Figure 3. ERIQ 15 个子任务分布

数据集覆盖 100+ 任务场景，跨 5 个领域（household 35%、restaurant 20%、supermarket 20%、industrial 15%、office 10%）。三种模态：Single Image（53%）、Sequential Images（26%）、Interleaved Image-Text（21%）。

相比已有 benchmark，ERIQ 是唯一在四个维度上全覆盖（●）的，且全部基于真实机器人数据、采用确定性 MC 评估协议。

GenieReasoner: Unified Discrete Low-level Policy Framework

System Architecture

Figure 4. GenieReasoner 系统架构

两阶段工作流：

Training: 统一 pipeline 联合训练 VLM backbone，将连续动作 tokenize 为离散 latent space 中的 token，同时混合 General VQA 数据保持视觉语言能力
Inference: VLM backbone 自回归生成离散 action code → FACT decoder 通过 flow matching 解码为连续控制信号

FACT: Flow-matching Action Tokenizer

Figure 5. FACT 架构

Encoder + Quantization：

MM-DiT backbone，patch size = 1
使用 zero-initialized queries 与动作特征交互，编码为连续 latent $e \in R^{L \times D}$
Lookup-free bitwise quantization： $c = sign (e) \in {- 1, + 1}^{L \times D}$

Flow-Matching Decoder：

学习 Rectified Flow 的速度场，沿直线路径从高斯噪声传输到数据分布

Equation.
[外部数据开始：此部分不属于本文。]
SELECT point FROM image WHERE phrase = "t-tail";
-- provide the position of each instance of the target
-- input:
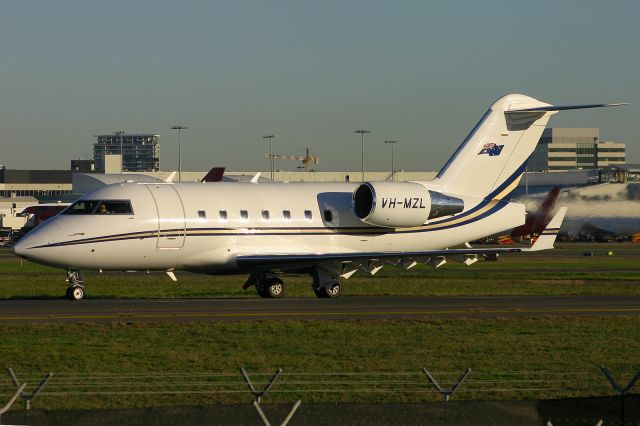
(493, 157)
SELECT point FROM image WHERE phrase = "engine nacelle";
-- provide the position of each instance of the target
(401, 204)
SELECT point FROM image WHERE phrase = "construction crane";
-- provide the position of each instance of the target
(307, 160)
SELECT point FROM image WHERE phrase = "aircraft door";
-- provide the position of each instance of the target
(171, 217)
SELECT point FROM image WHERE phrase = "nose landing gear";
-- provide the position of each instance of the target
(75, 291)
(324, 285)
(267, 286)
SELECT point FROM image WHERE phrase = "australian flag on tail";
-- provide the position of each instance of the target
(492, 149)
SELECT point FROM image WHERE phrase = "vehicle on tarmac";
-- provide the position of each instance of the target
(327, 230)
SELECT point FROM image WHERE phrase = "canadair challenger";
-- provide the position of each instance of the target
(326, 230)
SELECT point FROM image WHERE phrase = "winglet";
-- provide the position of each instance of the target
(555, 108)
(548, 237)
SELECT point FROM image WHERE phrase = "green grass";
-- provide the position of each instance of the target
(94, 362)
(563, 271)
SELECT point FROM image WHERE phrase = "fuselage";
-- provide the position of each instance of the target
(202, 227)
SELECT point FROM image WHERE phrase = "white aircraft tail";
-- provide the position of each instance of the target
(548, 236)
(492, 158)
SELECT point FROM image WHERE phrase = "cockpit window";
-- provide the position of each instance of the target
(82, 207)
(100, 207)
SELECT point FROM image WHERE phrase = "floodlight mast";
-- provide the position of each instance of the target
(362, 132)
(120, 134)
(271, 161)
(392, 143)
(179, 128)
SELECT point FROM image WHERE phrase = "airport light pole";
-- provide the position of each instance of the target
(120, 133)
(270, 138)
(392, 143)
(362, 132)
(179, 128)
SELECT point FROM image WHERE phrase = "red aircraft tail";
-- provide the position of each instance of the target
(214, 175)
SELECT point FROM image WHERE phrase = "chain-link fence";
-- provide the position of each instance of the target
(418, 397)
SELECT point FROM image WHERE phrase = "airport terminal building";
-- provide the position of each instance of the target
(574, 149)
(140, 151)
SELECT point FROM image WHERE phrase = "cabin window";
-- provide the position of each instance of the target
(82, 207)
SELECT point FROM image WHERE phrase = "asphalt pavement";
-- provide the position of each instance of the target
(242, 309)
Rectified Flow 插值

a^{(t)} = (1 - t) z + t a, t \in [0, 1]

Equation. Flow-matching loss

L_{flow} = E_{a, z, t \sim U [0, 1]} [(a - z) - D_{θ} (a^{(t)}, c, t)_{2}^{2}]

符号说明： $z \sim N (0, I)$ 是噪声样本， $a$ 是目标动作 chunk， $c$ 是量化后的离散 code， $t$ 是 flow 时间步。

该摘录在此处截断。